野乃香の返事がない。そう思って見ていると今度はあぐらをかきはじめた。

「そうか。やよに感謝するのか。いいねそれ」

 本当にわかっているのかは定かではなかったが、野乃香が急に立ち上がって小さなポシェットをひっかけたのを見て、何をするのか見当がついたので黙っていた。

「買い物に行ってくる!」

 衣都はただ自分の教科書を読んで、

「いってらっしゃい」

とだけ言った。

「あ、お姉ちゃん。七時にささらさ山だからね。来なかったら電話しまくるから」

 その言葉を最後に部屋から騒音が消えた。

 野乃香がいなくなった部屋は少し広く、のびのびとできた。それと同時に静かで少し物寂しくもあった。

 普段、全くの一人きりになることなんてほとんどないので、自然といろんなことを考えてしまう。

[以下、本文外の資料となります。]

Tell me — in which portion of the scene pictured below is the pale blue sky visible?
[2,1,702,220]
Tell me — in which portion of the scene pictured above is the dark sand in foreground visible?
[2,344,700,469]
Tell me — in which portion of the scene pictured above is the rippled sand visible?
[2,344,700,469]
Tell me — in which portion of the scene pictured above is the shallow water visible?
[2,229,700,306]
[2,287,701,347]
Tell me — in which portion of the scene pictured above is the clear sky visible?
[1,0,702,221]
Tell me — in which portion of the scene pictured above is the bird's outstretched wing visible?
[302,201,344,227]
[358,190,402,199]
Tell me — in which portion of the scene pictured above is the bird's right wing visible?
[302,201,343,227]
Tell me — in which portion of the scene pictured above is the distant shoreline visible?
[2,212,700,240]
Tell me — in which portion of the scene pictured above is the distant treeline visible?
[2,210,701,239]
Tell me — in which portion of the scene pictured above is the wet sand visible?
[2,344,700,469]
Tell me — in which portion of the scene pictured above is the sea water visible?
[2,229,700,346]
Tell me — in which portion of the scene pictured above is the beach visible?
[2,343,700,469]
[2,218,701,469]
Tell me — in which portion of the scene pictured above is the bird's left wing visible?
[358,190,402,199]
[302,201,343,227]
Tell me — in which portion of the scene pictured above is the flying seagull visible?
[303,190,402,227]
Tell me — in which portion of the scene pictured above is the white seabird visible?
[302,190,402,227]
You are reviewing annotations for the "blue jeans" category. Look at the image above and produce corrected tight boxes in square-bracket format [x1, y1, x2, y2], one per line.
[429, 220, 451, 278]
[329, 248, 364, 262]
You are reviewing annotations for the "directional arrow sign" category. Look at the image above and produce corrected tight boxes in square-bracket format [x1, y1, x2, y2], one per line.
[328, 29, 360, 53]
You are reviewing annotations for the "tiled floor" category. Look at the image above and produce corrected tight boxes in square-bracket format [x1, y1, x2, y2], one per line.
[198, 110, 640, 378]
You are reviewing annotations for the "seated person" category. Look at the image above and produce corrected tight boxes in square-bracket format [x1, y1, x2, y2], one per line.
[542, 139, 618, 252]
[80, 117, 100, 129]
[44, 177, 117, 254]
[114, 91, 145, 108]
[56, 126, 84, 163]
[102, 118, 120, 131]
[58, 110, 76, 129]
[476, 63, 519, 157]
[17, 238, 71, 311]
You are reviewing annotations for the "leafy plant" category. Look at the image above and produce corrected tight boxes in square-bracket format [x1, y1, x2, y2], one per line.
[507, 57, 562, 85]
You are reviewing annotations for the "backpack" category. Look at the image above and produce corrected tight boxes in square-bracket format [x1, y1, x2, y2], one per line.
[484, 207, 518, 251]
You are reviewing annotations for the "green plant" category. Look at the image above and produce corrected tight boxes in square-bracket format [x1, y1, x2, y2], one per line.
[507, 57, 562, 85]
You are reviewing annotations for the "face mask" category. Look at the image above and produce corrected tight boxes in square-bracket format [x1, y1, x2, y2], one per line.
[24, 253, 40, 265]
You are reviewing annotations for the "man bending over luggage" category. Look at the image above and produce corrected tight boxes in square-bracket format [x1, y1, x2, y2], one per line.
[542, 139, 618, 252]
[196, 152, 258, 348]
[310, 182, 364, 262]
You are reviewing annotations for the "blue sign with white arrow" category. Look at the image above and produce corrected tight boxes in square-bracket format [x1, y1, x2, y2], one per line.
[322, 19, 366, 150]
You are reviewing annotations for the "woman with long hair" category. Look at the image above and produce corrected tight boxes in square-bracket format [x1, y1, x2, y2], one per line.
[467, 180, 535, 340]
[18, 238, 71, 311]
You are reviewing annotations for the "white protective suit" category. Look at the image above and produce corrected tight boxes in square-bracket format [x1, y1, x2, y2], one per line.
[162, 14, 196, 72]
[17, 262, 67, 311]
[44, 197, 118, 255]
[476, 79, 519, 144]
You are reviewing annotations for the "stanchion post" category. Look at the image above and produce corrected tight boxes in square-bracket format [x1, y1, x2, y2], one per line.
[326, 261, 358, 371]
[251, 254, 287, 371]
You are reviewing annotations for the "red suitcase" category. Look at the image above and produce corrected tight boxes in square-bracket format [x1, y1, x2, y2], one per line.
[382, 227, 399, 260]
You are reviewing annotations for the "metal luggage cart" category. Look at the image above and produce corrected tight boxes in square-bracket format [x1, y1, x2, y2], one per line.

 野乃香はまたどこかでドジを踏んでいないだろうか。財布を忘れたりしていないかと、机の上を見たが、ないのできっとポシェットに入ったままなのだろう。

 母親は近所まで出かけたけれど、またどこかで長話をしてしばらくは帰ってこないと思った。こんなに暑い中で立ち話して大丈夫だろうか。

 次のフランス語の授業はどこまで進むのだろうか。朝江先生はどんな話をしてくれるだろう。こんなときはよくこういう言い方をします、なんてにこりとしながら説明する。質問したら、長いまつ毛を動かしながらうんうん、と言って聞いてくれる。

 どうして今、朝江先生のことを思い出したのだろう、と衣都は考えた。手元には別の授業のプリントがあるのに。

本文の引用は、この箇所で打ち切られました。